MA has been clearly successful in managing utilization more tightly than TM, as rigorous studies that account for non-random sorting of beneficiaries into MA have shown. Plans limit utilization via provider network restrictions, direct utilization review such as prior authorization, and strategic cost-sharing; changes in utilization due to redesigns of care delivery are less clear. MA has also been successful in sidestepping the need for legislation to expand benefits, and this has disproportionately benefited historically marginalized groups as the proportion of these groups in MA has grown, thereby advancing equity. However, the substantial subsidies MA receives are largely responsible for the extra benefits and have more than offset savings from any efficiencies, posing a net cost to Medicare and complicating assessments of MA’s added value. [..]
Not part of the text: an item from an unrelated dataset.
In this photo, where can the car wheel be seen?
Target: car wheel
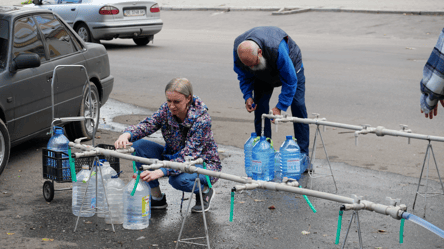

Such a valuation [that MA’s benefits exceed its costs], however, is very challenging for at least four reasons. First, evidence on the impact of MA on quality of care and health outcomes is less clear than its impact on utilization; much of the evidence is subject to selection bias. Second, the average value of the additional benefits may differ greatly from the incremental value. Rebates, the portion of the plan payment that is intended to finance extra benefits (equal to 50-70 percent of the difference between a plan’s bid and its benchmark), have grown rapidly as subsidies have grown. Over time, the rebate dollars allocated to directly measurable premium and cost-sharing reductions have plateaued, raising concerns that an increasing share of the rebate is retained by plans—e.g., allocated to supplemental benefits that count actuarially toward the rebate but may go unused by enrollees.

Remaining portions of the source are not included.